Electric Railway Terminal
The Canadian National Electric Railway terminal in St. Catharines was located on Geneva Street following the Welland Avenue crossing. Canadian National took over the electric railway from the Niagara, St. Catharines, and Toronto Railway in 1923, the same year that construction began on the terminal. For the next 25 years, St. Catharines had a unique transit system that had direct rail and bus routes to local towns and cities as well as direct connections to steamships and major North American railways. The terminal was eventually demolished and a strip mall currently occupies the site.
The Canadian National Railway (CNR) Station in St.

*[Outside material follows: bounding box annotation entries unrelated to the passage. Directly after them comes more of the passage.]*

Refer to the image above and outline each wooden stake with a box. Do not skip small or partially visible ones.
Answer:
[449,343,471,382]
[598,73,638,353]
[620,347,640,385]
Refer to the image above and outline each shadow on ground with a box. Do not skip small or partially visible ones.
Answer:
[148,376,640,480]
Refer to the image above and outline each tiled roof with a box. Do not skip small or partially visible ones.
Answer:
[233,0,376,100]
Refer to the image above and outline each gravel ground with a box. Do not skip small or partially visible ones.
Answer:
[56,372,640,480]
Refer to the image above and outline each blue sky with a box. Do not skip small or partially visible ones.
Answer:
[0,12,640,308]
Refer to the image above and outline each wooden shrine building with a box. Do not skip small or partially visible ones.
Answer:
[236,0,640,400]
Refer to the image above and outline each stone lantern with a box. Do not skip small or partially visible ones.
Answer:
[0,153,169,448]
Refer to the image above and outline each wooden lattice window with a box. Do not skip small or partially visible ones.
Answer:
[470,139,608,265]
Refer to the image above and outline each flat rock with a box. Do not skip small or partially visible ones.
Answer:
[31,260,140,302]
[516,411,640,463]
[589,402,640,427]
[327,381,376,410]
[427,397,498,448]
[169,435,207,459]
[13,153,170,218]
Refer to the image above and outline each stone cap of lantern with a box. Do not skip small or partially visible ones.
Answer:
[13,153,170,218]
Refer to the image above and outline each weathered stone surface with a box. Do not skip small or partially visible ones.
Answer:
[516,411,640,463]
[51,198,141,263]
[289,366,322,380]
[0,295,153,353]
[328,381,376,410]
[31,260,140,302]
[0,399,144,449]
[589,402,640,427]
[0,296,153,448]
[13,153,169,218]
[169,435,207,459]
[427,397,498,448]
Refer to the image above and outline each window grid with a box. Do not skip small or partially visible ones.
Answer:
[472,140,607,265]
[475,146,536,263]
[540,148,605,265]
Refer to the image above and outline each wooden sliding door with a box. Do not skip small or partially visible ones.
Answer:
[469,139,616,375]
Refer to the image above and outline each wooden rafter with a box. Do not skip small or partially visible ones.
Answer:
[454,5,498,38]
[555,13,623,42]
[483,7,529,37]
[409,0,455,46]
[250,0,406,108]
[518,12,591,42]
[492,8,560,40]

Catharines was built in 1917. It was built by the Grand Trunk Railway which was taken over by the CNR in 1923. It was built during a period of significant railway expansion that ended after World War I. The building in many ways resembles other Grand Trunk Railway stations of the same period but is exceptional because of its use of detailed materials, and extensive office and freight spaces.
The building remains in use as a railway station with rail services provided by the Maple Leaf train between Toronto and New York City and is a GO Transit stop. It is a designated Heritage Railway Station.
Construction on the fourth Welland canal began in 1913 but progress was delayed due to a shortage of workers and material during the first World War. Work was temporarily halted but resumed in 1919 under the supervision of Alexander J. Grant, Chief Engineer. The new canal needed to be large enough to accommodate the Great Lakes steamers of the time. The route largely remained the same from Port Colborne to Thorold. From here, the canal followed Ten Mile Creek Valley and joined Lake Ontario at Port Weller, just east of Port Dalhousie. It was necessary to construct a harbour at Port Weller as a natural one did not exist. The canal has seven lift locks and one guard lock. It was opened in 1932 and is officially known as the Welland Ship Canal. This canal remains in operation.